Schema grafico che illustra le modifiche dimensionali subite dalla tavola nel 1611

Il restauro dell'Opificio delle Pietre Dure

L'intervento contemporaneo, promosso dalla Fondazione CR Firenze in collaborazione con l'Opificio delle Pietre Dure, ha permesso di restituire al pubblico un'immagine il più possibile fedele all'originale. I restauratori hanno agito con estrema precisione per recuperare il corretto rapporto proporzionale tra le figure, anche grazie al ritrovamento di un piccolo ex voto della bottega di Jacopo da Empoli, rinvenuto nel doppio fondo di un armadio dell'archivio della Compagnia.

Per quanto concerne le lacune, si è scelto di limitare al minimo gli interventi a «neutro» risalenti al precedente restauro di Umberto Baldini, preferendo la tecnica del tratteggio a selezione cromatica per le mancanze reintegrabili, garantendo così la leggibilità dell'opera pur nel rispetto della sua complessa storia conservativa.

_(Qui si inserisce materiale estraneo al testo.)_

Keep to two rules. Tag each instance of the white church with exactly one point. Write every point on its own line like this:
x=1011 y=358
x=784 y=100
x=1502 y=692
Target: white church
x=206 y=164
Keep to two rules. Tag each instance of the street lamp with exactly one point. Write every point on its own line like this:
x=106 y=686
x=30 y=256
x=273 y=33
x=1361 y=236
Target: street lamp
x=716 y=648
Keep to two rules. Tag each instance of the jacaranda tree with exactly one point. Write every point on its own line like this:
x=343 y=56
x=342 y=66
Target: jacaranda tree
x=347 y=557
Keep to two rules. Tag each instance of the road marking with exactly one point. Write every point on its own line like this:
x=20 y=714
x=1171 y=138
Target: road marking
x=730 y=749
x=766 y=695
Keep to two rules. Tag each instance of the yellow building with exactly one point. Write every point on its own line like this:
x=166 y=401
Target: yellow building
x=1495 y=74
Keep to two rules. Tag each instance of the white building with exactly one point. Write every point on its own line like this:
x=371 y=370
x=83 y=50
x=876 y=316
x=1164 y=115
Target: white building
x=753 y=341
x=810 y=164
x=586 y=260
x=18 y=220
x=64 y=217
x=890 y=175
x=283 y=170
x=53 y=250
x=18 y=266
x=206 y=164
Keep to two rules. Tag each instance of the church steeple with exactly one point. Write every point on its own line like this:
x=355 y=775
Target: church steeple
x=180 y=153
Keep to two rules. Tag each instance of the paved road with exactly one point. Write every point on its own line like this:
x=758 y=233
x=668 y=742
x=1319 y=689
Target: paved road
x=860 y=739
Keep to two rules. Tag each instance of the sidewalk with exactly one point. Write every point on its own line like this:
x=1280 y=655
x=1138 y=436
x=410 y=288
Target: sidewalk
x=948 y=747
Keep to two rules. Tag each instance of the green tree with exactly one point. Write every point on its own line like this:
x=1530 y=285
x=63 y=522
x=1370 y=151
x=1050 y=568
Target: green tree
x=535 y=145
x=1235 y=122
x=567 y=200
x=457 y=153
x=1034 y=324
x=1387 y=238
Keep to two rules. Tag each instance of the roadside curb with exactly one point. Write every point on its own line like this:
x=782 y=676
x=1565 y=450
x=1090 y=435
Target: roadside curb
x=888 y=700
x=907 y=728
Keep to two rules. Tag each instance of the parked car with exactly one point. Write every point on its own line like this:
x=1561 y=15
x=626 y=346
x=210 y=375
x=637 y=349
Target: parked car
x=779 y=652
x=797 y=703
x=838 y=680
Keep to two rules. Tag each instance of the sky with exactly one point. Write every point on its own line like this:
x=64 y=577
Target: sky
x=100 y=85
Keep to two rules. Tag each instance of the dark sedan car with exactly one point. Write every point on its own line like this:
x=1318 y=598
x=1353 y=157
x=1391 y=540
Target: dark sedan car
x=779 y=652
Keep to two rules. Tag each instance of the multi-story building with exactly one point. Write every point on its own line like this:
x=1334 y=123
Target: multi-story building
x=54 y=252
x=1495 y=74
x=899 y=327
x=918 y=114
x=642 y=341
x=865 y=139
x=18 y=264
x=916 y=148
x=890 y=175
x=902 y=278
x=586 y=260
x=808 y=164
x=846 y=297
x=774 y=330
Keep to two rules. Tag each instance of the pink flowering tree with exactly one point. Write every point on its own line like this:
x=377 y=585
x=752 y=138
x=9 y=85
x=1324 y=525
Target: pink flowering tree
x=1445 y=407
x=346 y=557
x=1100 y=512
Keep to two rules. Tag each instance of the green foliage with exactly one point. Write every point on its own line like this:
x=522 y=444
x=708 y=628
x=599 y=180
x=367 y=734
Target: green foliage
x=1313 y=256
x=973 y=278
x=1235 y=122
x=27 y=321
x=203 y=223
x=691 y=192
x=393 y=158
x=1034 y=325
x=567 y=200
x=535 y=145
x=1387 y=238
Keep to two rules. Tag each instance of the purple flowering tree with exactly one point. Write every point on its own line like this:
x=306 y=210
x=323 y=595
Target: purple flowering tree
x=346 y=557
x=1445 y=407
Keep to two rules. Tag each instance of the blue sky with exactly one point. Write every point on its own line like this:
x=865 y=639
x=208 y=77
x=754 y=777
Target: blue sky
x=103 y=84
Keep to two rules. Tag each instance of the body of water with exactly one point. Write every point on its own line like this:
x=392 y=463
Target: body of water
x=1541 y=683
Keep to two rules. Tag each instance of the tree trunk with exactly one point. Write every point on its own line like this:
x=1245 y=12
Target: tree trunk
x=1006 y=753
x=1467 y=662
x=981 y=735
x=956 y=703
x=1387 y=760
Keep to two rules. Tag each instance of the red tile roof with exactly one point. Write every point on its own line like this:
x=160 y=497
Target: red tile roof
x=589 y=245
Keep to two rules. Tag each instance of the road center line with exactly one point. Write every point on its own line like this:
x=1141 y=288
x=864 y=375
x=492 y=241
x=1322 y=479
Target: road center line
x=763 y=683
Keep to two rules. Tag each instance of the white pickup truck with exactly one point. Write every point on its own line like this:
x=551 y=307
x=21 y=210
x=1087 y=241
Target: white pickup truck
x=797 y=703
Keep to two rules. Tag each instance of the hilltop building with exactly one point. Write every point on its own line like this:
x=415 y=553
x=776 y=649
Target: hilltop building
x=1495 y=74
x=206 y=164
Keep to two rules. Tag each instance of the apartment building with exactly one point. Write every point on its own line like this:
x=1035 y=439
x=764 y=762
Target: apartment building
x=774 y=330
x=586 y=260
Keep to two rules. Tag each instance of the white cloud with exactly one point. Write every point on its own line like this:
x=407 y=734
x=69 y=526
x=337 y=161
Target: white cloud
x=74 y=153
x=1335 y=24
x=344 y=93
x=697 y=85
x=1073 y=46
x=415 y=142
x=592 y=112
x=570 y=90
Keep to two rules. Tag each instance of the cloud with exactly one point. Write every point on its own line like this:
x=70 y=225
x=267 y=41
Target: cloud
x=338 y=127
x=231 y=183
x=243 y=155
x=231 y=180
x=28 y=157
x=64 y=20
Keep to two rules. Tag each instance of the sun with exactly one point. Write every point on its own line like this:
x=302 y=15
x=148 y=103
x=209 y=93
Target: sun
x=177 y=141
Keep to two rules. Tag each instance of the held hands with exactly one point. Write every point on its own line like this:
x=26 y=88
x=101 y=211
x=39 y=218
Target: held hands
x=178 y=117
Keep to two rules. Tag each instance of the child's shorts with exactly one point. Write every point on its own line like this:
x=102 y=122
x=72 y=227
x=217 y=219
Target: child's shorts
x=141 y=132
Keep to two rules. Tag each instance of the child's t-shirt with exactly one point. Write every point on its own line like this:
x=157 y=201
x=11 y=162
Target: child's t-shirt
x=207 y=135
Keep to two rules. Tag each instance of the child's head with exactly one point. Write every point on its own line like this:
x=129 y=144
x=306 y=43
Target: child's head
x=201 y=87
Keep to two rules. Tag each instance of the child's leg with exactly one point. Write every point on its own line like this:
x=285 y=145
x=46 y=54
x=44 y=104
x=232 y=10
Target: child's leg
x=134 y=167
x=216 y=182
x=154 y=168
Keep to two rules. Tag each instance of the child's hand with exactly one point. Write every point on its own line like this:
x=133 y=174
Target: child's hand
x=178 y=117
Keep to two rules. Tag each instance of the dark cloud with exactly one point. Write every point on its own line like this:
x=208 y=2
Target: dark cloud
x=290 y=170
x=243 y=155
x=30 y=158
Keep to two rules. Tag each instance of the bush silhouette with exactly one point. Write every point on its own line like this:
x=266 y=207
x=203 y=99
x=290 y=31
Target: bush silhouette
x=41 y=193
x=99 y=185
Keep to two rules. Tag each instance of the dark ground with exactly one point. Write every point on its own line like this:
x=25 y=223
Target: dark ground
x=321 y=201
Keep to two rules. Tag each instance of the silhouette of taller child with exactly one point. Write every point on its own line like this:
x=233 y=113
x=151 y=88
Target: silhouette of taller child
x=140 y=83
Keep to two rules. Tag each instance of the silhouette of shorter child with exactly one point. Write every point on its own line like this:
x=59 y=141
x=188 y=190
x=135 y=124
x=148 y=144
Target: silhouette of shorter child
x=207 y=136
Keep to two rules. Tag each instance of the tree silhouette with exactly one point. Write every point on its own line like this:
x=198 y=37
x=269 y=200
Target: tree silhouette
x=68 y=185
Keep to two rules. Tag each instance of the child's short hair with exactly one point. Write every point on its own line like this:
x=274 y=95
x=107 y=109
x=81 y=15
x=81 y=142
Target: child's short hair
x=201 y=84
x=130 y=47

IL BEATO ANGELICO, PITTORE DI LUCE, con Elena Cardinale

Contesto della Compagnia del Ceppo

La Compagnia di San Niccolò di Bari, istituita nel Trecento presso la Chiesa di San Niccolò in Oltrarno, deriva il suo nome particolare dall'uso dei confratelli di raccogliere le offerte attraverso una feritoia in un «ceppo» di albero cavo. La valorizzazione di questo dipinto si inserisce in un più ampio progetto di recupero del patrimonio artistico e architettonico della Compagnia, che mira a rimettere a disposizione della collettività fiorentina un tassello fondamentale della propria identità culturale.